Os conselheiros afastados do Tribunal de Contas do Estado (TCE-MT) Antônio Joaquim, José Carlos Novelli, Sérgio Ricardo, Valter Albano e Waldir Teis apesar de terem sido alvos de afastamento e apreensões ordenadas pelo ministro Luiz Fux, do Supremo Tribunal Federal (STF), estão sendo investigados em um inquérito que tramita no Superior Tribunal de Justiça, sob a relatoria do ministro Raul Araújo, antes mesmo da operação Malebolge, deflagrada em 14 de setembro como a 12ª fase da operação Ararath.

Conforme decisão a que o Gazeta Digital obteve acesso, foi o ministro Luiz Fux quem remeteu o caso para o STJ, que é onde os membros do TCE detém prerrogativa de for por função. A remessa dos autos ocorreu em junho deste ano, após os conselheiros terem sido citados em delação premiada do ex-secretário-chefe da Casa Civil Pedro Nadaf, que apontou o suposto envolvimento deles em crimes de corrupção passiva (cobrança de propina) e lavagem de dinheiro.

Tais fatos teriam ocorrido entre 2013 e 2014, quando José Carlos Novelli, então presidente do TCE, teria feito um acordo com o então governador Silval Barbosa de receber cerca de R$ 50 milhões de propina em 14 parcelas de R$ 3,5 milhões em troca da aprovação de contratos e contas do governo do Estado. Procurada pela reportagem, a defesa do conselheiro José Carlos Novelli, patrocinada pelo advogado Rodrigo Mudrovitsch, não se manifestou.

Em sua decisão, proferida em agosto deste ano, o ministro Raul Araújo destaca que “chama a atenção que os fatos mencionados se refiram a suposto ajuste para pagamento de vantagem indevida entre o então governador do Estado e membros do TCE, sem a participação de sociedades empresariais.
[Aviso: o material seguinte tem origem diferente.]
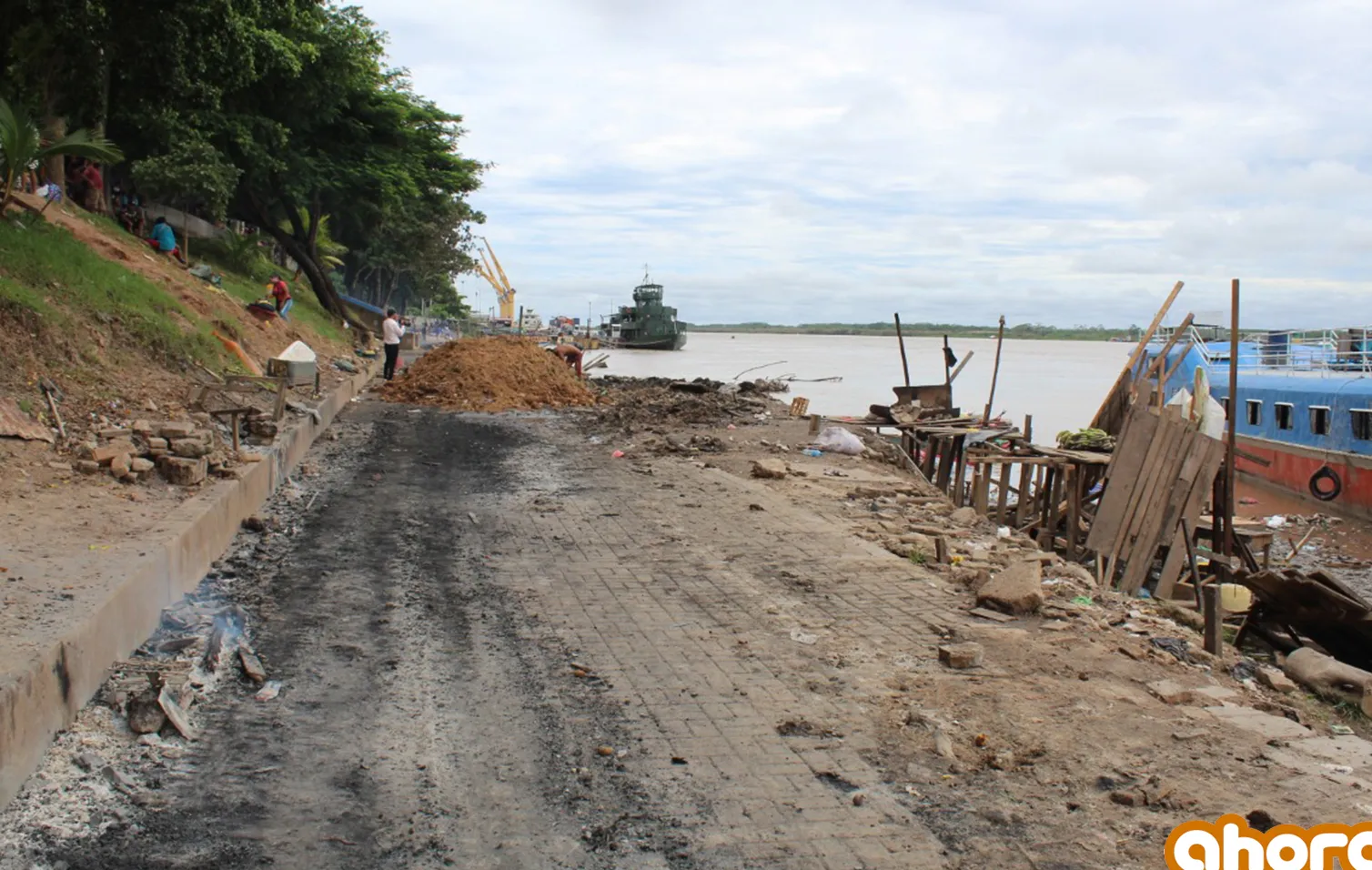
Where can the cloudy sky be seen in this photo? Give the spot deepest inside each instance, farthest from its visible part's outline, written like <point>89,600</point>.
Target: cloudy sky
<point>1056,161</point>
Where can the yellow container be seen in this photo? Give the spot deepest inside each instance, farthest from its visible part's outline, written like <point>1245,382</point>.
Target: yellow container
<point>1235,599</point>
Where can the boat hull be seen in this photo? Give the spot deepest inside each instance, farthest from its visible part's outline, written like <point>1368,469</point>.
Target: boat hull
<point>1290,470</point>
<point>658,342</point>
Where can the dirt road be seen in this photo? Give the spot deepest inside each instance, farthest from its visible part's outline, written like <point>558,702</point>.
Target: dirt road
<point>418,726</point>
<point>502,648</point>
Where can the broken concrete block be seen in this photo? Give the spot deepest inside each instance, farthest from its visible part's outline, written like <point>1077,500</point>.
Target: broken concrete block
<point>1018,589</point>
<point>183,470</point>
<point>105,453</point>
<point>1276,681</point>
<point>774,470</point>
<point>1213,694</point>
<point>189,448</point>
<point>119,465</point>
<point>1169,692</point>
<point>176,430</point>
<point>961,655</point>
<point>964,516</point>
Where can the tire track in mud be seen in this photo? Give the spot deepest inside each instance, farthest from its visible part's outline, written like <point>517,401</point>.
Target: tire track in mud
<point>421,723</point>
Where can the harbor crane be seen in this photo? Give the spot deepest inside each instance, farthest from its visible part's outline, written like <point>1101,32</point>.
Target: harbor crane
<point>491,270</point>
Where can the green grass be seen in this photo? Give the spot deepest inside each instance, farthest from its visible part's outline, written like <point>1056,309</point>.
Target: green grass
<point>45,269</point>
<point>251,286</point>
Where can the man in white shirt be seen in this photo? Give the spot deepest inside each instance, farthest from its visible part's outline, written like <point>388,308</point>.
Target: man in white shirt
<point>391,334</point>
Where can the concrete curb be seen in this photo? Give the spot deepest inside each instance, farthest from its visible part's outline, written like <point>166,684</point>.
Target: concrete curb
<point>45,694</point>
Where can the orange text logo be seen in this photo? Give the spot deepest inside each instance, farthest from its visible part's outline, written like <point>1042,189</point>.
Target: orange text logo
<point>1229,845</point>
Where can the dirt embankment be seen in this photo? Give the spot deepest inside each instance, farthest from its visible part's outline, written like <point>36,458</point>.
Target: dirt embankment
<point>490,375</point>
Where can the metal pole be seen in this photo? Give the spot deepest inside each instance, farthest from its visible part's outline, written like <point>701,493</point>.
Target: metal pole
<point>995,372</point>
<point>902,339</point>
<point>1234,418</point>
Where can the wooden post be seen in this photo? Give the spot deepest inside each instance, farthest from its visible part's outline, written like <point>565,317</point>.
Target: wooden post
<point>995,370</point>
<point>1213,619</point>
<point>962,364</point>
<point>947,368</point>
<point>1137,353</point>
<point>1232,419</point>
<point>904,364</point>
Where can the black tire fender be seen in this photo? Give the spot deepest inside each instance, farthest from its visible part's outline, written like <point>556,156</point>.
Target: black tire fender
<point>1336,485</point>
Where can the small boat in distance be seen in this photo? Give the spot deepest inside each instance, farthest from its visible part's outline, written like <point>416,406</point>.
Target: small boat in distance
<point>648,324</point>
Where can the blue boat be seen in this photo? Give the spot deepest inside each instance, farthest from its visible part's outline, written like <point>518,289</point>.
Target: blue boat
<point>1304,407</point>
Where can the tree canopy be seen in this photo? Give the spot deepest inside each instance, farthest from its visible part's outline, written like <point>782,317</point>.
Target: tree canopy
<point>278,113</point>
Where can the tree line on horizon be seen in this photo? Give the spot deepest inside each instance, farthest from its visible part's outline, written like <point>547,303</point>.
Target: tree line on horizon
<point>280,113</point>
<point>1020,331</point>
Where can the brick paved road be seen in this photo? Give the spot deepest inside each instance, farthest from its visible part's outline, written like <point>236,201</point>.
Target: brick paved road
<point>696,605</point>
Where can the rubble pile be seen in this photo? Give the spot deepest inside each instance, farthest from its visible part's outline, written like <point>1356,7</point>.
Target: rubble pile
<point>489,375</point>
<point>638,404</point>
<point>183,451</point>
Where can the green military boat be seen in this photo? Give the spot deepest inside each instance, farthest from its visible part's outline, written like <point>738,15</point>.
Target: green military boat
<point>648,324</point>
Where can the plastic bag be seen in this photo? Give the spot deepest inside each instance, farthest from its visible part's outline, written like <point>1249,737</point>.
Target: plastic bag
<point>837,440</point>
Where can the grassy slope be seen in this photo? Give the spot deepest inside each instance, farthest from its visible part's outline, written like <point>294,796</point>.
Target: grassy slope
<point>94,313</point>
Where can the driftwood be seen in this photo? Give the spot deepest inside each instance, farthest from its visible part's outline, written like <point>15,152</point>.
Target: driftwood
<point>1331,678</point>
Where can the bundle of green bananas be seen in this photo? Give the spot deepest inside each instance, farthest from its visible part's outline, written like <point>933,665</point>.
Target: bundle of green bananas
<point>1085,440</point>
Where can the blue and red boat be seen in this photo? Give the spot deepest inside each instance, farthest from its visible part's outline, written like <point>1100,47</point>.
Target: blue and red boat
<point>1305,408</point>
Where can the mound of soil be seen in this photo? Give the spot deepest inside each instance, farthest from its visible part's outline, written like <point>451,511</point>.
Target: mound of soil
<point>490,373</point>
<point>635,404</point>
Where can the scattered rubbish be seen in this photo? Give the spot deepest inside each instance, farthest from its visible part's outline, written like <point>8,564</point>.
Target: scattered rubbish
<point>837,440</point>
<point>802,727</point>
<point>176,715</point>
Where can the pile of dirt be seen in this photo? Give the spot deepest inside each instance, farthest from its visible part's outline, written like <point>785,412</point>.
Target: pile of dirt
<point>648,404</point>
<point>490,375</point>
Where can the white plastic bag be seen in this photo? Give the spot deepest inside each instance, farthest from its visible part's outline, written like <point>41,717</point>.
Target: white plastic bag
<point>837,440</point>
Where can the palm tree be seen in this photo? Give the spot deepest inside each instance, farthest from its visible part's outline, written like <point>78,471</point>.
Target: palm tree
<point>328,253</point>
<point>21,147</point>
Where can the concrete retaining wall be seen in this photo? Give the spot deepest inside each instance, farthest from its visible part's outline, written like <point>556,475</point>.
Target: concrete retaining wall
<point>43,696</point>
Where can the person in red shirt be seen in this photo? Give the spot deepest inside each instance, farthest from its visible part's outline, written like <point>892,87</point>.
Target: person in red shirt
<point>95,188</point>
<point>281,294</point>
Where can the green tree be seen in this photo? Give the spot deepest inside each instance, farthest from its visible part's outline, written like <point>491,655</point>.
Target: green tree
<point>21,147</point>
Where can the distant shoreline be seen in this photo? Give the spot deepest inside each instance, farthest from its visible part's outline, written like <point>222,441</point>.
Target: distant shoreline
<point>961,331</point>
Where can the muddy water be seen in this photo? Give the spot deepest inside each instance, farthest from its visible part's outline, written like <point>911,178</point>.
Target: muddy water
<point>1061,383</point>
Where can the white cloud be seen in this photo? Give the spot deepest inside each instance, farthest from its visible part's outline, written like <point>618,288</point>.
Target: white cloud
<point>1061,161</point>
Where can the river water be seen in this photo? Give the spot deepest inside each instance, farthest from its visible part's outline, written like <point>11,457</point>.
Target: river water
<point>1061,383</point>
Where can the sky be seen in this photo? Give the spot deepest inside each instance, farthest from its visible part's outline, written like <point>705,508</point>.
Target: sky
<point>802,161</point>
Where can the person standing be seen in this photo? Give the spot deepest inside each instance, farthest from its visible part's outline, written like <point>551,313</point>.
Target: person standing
<point>571,354</point>
<point>391,334</point>
<point>281,294</point>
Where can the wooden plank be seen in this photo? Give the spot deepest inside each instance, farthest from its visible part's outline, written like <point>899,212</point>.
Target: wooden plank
<point>1126,375</point>
<point>1161,475</point>
<point>1154,465</point>
<point>1074,513</point>
<point>983,489</point>
<point>1165,504</point>
<point>1121,481</point>
<point>1172,566</point>
<point>1004,493</point>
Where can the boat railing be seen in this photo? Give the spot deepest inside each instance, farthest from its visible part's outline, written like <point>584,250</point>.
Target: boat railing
<point>1283,350</point>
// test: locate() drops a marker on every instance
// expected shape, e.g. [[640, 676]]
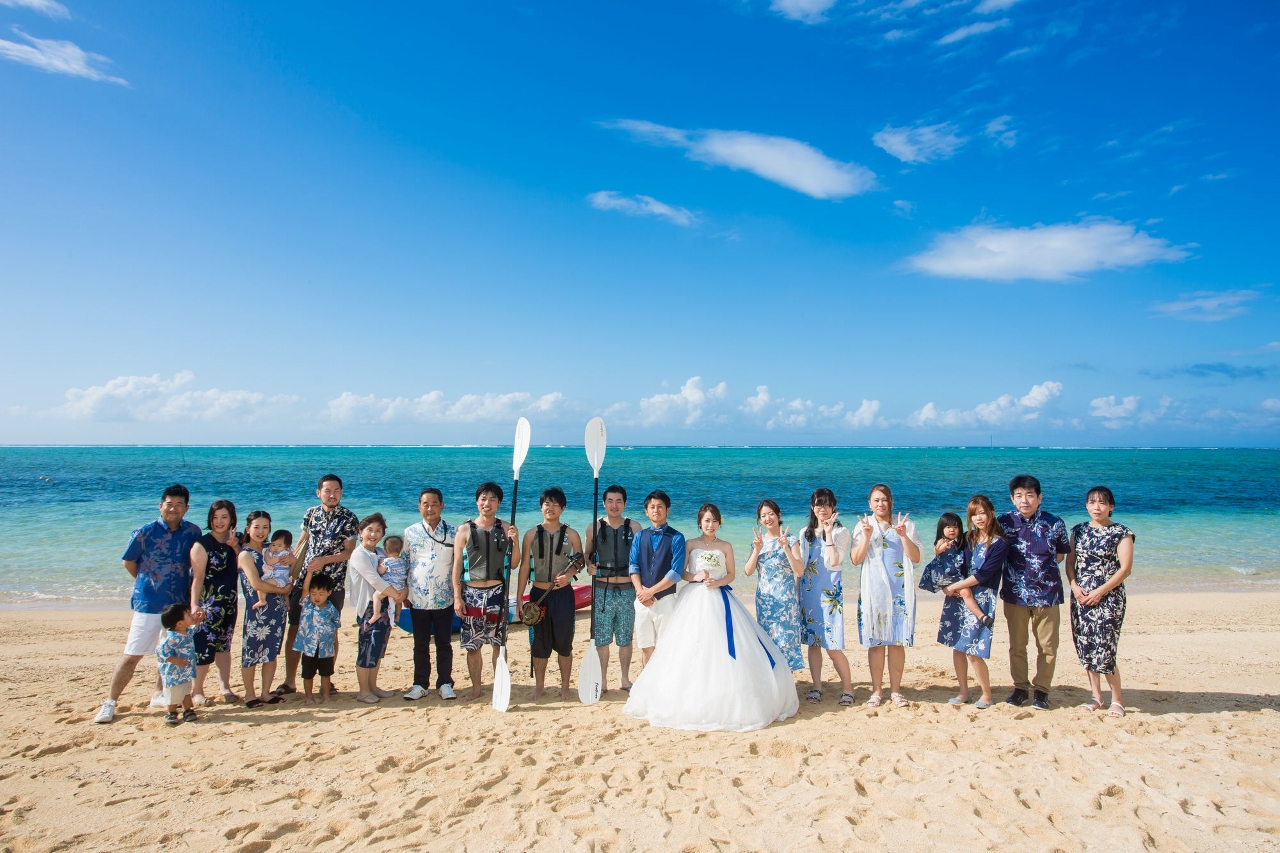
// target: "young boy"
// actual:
[[549, 557], [277, 571], [176, 656], [318, 634], [394, 571]]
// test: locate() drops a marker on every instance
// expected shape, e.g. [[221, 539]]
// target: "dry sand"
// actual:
[[1192, 767]]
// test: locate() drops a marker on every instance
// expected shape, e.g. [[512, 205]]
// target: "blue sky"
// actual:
[[711, 222]]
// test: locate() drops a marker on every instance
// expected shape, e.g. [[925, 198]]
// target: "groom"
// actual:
[[656, 566]]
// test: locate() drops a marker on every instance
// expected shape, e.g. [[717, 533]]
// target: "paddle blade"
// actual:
[[589, 682], [502, 682], [521, 446], [595, 443]]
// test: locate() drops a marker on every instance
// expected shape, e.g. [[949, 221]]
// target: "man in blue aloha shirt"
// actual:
[[159, 561], [332, 530], [1032, 588]]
Ou seja, o relato não é de ajustes de vantagens indevidas envolvendo sociedade empresária interessada em prestar determinado serviço ao Estado ou em realizar determinada obra pública superfaturada – como em inúmeros outros casos que têm surgido no Brasil – mas de acerto de pagamento de vantagem indevida entre duas instituições públicas, quais sejam, o governo do Estado e o Tribunal de Contas do Estado de Mato Grosso”.

Diante do desmembramento determinado pelo STF, o ex-procurador-geral da República Rodrigo Janot solicitou que o caso fosse convertido em inquérito, o que foi acatado por Raul Araújo.